You are viewing a plain text version of this content. The canonical link for it is here.
Posted to dev@httpd.apache.org by Martin Ma <ma...@gmail.com> on 2023/02/02 09:49:33 UTC

CPU affinity request

Hi All,

During httpd performance evaluation in Alibaba Cloud instance, I found
httpd performance improved significantly after using “taskset” to set
CPU affinity for httpd processes/threads, because it decreased the
amount of CPU migrations. Performance improved 60% in arm instance
g8y.2xlarge(8 vcpus, 32GiB memory, 40GB ESSD), also improved 20% in
x86 instance g7.2xlarge(8 vcpus, 32GiB memory, 40GB ESSD).
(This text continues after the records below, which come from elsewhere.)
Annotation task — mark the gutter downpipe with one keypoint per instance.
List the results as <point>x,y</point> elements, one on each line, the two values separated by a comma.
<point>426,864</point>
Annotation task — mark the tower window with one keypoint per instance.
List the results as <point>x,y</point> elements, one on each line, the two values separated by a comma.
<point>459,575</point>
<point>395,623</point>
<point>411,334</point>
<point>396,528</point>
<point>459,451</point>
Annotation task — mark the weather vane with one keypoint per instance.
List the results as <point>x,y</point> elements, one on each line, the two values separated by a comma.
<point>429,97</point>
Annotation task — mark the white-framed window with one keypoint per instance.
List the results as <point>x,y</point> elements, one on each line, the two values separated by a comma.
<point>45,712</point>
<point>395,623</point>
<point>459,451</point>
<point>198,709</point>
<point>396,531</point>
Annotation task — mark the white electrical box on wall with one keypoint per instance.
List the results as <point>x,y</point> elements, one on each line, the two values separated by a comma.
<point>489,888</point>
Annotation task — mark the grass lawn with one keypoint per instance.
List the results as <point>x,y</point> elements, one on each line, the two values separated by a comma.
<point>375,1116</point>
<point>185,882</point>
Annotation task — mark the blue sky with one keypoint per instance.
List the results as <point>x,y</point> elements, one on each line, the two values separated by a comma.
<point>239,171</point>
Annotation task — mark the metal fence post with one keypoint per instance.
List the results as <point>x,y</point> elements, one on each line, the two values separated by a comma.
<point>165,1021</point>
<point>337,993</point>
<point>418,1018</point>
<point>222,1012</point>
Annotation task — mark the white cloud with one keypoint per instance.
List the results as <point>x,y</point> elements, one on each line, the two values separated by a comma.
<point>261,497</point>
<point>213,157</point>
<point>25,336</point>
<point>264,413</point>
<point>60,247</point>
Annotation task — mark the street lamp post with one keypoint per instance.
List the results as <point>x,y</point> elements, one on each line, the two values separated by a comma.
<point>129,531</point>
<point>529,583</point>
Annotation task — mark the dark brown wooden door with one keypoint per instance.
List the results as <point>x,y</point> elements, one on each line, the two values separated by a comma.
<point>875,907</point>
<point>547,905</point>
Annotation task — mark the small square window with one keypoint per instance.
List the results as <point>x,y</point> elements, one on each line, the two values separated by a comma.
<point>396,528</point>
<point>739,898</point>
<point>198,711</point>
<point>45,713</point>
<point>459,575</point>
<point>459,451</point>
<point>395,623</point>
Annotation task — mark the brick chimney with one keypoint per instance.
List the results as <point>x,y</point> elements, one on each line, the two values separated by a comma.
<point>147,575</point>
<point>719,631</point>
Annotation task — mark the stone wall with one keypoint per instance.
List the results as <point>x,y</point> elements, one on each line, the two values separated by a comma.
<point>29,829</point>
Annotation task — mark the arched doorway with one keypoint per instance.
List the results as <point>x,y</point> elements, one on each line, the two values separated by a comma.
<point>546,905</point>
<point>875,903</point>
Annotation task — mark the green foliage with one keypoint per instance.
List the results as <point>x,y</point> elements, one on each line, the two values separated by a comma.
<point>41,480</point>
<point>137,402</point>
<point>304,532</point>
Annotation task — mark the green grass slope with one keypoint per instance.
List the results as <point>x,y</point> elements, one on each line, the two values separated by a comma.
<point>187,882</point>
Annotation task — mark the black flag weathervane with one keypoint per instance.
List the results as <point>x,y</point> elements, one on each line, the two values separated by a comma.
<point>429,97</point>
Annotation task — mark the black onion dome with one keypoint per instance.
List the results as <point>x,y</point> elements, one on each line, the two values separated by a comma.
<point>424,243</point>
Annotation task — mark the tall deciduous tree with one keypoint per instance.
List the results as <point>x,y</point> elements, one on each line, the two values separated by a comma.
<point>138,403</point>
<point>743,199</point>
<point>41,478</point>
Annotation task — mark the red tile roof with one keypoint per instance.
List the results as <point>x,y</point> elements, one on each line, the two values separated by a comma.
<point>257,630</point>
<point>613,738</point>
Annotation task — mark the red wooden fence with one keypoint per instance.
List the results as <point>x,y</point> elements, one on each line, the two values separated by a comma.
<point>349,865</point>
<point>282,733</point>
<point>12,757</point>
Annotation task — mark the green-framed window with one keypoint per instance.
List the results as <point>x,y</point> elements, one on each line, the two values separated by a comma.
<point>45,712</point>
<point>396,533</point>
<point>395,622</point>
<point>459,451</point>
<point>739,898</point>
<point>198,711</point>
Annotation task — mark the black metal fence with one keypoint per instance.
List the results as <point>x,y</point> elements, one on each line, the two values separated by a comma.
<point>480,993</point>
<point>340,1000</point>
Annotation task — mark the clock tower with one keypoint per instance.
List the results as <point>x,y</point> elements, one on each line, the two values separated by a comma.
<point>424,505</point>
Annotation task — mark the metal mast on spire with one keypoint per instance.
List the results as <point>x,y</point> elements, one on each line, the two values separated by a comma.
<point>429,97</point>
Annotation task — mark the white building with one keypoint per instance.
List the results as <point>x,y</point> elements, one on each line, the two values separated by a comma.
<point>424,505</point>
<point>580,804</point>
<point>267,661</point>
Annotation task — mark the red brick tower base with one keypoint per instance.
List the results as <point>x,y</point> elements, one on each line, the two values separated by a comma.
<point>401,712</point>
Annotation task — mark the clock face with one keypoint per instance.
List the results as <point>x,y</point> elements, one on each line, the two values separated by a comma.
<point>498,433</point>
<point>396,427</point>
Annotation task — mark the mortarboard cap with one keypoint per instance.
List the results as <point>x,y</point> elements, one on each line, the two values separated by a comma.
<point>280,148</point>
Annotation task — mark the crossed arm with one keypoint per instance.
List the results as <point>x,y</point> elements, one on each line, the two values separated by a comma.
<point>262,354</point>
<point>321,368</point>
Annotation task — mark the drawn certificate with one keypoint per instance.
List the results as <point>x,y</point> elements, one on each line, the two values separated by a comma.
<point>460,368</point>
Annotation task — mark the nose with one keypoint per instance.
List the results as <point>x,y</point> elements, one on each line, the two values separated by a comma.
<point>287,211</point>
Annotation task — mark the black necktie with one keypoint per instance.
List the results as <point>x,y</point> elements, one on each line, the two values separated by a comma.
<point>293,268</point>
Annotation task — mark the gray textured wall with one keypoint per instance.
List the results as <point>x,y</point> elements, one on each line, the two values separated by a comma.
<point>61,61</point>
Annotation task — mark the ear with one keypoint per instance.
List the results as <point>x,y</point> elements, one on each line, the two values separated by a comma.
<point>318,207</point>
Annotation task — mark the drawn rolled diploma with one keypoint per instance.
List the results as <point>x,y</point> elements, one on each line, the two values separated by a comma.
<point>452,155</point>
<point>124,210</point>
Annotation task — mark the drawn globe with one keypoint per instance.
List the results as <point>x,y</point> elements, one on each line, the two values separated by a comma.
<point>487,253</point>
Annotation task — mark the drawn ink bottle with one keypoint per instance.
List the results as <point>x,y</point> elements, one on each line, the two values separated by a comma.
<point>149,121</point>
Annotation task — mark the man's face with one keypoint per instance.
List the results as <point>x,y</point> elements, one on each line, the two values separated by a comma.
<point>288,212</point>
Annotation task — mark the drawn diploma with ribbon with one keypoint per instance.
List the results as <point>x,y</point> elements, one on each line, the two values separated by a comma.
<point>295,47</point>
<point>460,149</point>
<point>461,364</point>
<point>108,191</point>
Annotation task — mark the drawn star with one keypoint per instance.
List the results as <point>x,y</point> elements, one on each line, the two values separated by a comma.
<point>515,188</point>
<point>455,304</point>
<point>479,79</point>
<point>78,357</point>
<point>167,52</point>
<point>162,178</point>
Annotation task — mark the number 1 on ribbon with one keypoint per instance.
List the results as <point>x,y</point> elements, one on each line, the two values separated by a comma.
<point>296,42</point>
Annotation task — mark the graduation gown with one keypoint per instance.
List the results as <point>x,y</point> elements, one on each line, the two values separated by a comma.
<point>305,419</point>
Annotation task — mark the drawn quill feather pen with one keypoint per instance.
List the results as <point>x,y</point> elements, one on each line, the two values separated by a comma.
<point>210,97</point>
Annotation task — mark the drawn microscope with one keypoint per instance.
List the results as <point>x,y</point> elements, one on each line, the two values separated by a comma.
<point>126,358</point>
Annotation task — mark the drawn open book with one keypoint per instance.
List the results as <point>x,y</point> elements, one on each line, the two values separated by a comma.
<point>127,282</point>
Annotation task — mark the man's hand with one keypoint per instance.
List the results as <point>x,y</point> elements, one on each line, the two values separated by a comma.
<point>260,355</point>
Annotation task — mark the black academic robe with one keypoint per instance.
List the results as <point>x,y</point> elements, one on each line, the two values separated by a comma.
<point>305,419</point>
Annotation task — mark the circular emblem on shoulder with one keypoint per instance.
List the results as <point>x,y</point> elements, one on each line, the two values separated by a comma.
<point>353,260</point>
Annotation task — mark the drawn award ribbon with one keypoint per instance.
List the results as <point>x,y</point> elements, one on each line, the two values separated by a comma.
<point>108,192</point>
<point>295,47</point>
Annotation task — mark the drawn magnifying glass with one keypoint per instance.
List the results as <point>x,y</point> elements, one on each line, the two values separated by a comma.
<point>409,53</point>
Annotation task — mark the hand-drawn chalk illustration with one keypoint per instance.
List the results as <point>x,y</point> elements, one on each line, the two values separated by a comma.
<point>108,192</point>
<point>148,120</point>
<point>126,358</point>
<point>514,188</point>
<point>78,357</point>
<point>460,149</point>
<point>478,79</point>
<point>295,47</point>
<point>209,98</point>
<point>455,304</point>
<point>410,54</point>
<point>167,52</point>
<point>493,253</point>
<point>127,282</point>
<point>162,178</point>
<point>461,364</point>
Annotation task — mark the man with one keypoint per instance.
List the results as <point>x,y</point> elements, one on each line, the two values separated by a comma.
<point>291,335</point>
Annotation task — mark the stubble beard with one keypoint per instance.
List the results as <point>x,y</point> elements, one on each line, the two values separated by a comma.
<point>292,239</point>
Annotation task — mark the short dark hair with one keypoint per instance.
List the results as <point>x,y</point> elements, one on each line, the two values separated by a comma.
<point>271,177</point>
Test case:
run httpd with event mode on g8y.2xlarge or g7.2xlarge, run traffic
generator/benchmark 'wrk' on g8y.4xlarge(16 vcpus, 32GiB memory, 40GB
ESSD), wrk command is 'wrk -t 32 -c 1000 -d 30 --latency
http://$ServerIP <http://%24serverip/>'

mpm event parameters:
<IfModule mpm_event_module>
    StartServers              8
    ServerLimit             100
    ThreadLimit            2000
    MinSpareThreads          75
    MaxSpareThreads        2000
    ThreadsPerChild         125
    MaxRequestWorkers      2000
</IfModule>

But httpd didn't have related parameters to support CPU affinity, so I
used "taskset" to optimize.

After source code analysis, I made a prototype for the affinity
solution(add set_affinity function when worker/lister thread created).
We can observe the same improvement by this solution. However, this
prototype only applied the above special “event mpm” configuration for
8 cores server. I think it also needs to modify the current mechanism
to dynamically adapt to the perceived load and add new parameters for
the affinity setting.

I had created a ticket on bugzilla, and Christophe JAILLET suggested
discussing it in the dev mail list. I am not the developer on httpd,
hope experts can evaluate this request and add cpu affinity function
in future versions. Any commnet, please let me know.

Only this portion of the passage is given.